While Melbourne and Sydney’s vacancy rates are now trending downwards, they are still higher than in other areas, predominantly due to prolonged lockdowns and higher vacancies noted across inner-city markets.

In Sydney, the vacancy rate is now at 2.8 per cent, slightly lower than the 2.9 per cent vacancy rate recorded in January.

In Melbourne, the rate is a fair bit higher — a result of successive lockdowns — at 4.7 per cent, up by 0.1 of a percentage point from the previous month.  

There’s no sign of rental reprieve across some of Australia’s smaller capitals.
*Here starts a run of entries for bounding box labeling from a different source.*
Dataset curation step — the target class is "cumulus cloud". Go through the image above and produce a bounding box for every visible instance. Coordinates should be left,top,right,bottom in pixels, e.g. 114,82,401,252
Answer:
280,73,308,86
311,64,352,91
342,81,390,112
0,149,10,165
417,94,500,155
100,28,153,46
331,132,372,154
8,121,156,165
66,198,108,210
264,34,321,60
Hobart has reported a rental vacancy rate of just 0.5 of a percentage point.

The tight situation in Adelaide (0.6 of a percentage point), Perth (0.7 of a percentage point), Canberra (0.8 of a percentage point) and Darwin (0.8 of a percentage point) is not much better.

It begs the question: Which suburbs are struggling with demand, and which suburbs are struggling for supply?

Here’s what Domain has discovered:

Sydney

Highest vacancy rates: Paramatta (4.9 per cent); Strathfield, Burwood, Ashfield (4.5 per cent); Auburn (4.2 per cent); Botany (4.0 per cent); Pennant Hills and Epping (3.9 per cent).

Lowest vacancy rates: Camden (0.4 of a percentage point); Wyong (0.4 of a percentage point); Blue Mountains (0.5 of a percentage point); Gosford (0.5 of a percentage point); Wollondilly (0.8 of a percentage point).

Melbourne

Highest vacancy rates: Melbourne City (11.7 per cent); Stonnington East (8.7 per cent); Stonnington West (8.0 per cent); Whitehorse West (7.5 per cent); Boroondara (6.5 per cent).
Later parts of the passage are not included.